MENSAGEM GOV/MS Nº 002, DE 8 DE JANEIRO DE 2002.

VETO TOTAL: Dispõe sobre a utilização de tubulação de aquecimento solar nos edifícios destinados ao uso residencial e unifamiliar, no âmbito do Estado de Mato Grosso do Sul, e dá outras providências.

Publicada no Diário Oficial nº 5.667, de 9 de janeiro de 2002.

Senhor Presidente,

Nos termos do § 1º do art. 70 e do inciso VIII do art. 89, ambos da Constituição Estadual, comunico a essa augusta Assembléia Legislativa, por intermédio de Vossa Excelência, que decidi vetar integralmente o projeto de lei que “Dispõe sobre a utilização de tubulação de aquecimento solar nos edifícios destinados ao uso residencial e unifamiliar, no âmbito do Estado de Mato Grosso do Sul, e dá outras providências”, pelas razões que, respeitosamente, peço vênia para passar a expor:

RAZÕES DO VETO:

Pretendeu o legislador instituir normas relativas à utilização de tubulação de aquecimento solar nos edifícios destinados ao uso residencial e misto situados no território do Estado de Mato Grosso do Sul, obrigando as construtoras e incorporadoras de imóveis, bem como os proprietários de imóveis com área construída acima de duzentos metros quadrados, a instalarem tubulação e equipamentos de aquecimento solar. O texto obriga, ainda, o Banco do Povo e as instituições financeiras oficiais e particulares a concederem linhas de crédito aos interessados em instalarem os sobreditos equipamentos.

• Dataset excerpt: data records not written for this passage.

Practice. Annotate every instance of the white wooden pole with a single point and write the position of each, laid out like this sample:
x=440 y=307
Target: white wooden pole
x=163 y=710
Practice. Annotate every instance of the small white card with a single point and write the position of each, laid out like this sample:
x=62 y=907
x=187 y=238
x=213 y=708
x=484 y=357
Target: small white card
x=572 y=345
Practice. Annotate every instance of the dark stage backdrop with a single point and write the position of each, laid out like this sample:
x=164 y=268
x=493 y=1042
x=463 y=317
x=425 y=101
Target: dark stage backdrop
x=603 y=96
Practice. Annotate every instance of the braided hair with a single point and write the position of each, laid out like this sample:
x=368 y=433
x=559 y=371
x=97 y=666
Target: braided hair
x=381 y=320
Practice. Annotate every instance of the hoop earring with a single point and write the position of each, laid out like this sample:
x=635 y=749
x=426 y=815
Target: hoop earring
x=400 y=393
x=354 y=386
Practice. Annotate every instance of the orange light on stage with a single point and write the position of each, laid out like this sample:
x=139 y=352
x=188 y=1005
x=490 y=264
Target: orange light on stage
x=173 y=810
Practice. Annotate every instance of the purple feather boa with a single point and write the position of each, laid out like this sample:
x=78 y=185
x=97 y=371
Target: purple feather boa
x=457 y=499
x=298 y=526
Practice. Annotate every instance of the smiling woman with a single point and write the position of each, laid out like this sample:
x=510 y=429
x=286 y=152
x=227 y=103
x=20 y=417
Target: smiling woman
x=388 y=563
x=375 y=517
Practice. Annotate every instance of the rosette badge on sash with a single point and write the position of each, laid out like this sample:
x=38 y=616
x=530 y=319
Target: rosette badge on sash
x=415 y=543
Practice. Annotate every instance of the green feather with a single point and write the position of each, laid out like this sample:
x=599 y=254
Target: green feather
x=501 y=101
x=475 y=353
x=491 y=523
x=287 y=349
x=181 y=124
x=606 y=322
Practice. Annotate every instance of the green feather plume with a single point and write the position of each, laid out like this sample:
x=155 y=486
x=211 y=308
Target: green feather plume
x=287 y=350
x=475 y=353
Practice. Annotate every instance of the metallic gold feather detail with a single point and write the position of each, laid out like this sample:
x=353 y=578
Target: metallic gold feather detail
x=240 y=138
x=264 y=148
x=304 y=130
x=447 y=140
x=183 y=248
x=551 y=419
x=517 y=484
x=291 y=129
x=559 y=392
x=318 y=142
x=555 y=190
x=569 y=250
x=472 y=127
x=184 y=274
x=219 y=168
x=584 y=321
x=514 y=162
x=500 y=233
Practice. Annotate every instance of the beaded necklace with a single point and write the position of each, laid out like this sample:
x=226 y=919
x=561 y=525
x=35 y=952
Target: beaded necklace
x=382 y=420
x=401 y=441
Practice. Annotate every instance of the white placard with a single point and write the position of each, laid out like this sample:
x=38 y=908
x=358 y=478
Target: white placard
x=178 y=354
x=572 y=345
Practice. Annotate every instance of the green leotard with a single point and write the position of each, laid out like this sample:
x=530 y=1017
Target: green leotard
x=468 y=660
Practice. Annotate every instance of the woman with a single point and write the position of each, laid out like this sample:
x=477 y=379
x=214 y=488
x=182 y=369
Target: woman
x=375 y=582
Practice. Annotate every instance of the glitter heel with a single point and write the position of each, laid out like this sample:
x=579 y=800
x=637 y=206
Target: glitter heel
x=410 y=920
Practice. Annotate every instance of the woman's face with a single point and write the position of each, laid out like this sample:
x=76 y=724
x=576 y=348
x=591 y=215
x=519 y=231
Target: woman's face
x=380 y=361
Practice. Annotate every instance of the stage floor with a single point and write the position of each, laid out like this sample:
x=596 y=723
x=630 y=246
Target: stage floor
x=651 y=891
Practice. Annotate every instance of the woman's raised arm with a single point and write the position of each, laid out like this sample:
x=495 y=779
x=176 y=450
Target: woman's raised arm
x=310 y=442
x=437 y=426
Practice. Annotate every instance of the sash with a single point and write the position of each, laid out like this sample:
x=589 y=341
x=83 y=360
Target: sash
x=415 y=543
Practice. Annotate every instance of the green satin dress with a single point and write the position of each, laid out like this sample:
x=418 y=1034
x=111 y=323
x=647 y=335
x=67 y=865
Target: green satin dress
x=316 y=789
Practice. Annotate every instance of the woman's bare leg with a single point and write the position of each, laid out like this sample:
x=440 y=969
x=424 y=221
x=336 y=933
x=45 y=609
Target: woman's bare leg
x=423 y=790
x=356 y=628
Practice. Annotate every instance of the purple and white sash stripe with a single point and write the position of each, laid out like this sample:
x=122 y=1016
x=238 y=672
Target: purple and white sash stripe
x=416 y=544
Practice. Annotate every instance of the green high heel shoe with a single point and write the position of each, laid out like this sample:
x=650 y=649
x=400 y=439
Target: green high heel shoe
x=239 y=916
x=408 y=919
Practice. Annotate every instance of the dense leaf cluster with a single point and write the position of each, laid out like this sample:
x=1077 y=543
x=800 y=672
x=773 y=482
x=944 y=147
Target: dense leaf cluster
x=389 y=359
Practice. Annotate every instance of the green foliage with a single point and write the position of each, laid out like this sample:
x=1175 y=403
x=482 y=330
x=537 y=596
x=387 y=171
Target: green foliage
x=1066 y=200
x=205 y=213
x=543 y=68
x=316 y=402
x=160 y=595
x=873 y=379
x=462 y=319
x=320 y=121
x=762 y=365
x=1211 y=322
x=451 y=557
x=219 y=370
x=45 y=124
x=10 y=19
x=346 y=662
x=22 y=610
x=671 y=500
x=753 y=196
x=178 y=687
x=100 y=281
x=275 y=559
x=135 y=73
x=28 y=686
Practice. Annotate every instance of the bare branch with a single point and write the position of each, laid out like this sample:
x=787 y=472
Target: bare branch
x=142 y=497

Antes de me enredar pela análise dos aspectos afetos à constitucionalidade e à juridicidade do texto sob análise, malgrado os vícios que o maculam indelevelmente, é imperioso reconhecer que a intenção do legislador merece aplausos. Nestes tempos em que a racionalização do uso da energia elétrica merece espaço de destaque na agenda dos debates nacionais, as preocupações contidas no mencionado projeto revelam-se oportunas, sobretudo num Estado como Mato Grosso do Sul que, por um lado, está submetido ao racionamento de energia elétrica imposto pelo Governo Federal e, por outro, tem intensa incidência solar por quase todo o ano.

Em que pese a excelência do projeto no mérito, suas disposições não podem prosperar, porquanto vulneram os preceitos constitucionais relativos à competência dos Municípios para legislar sobre assuntos de interesse local e imposto sobre propriedade predial e territorial urbana - IPTU, além de adentrarem a seara da competência legislativa da União para regular a política de crédito no país, conforme ao final restará cabalmente demonstrado.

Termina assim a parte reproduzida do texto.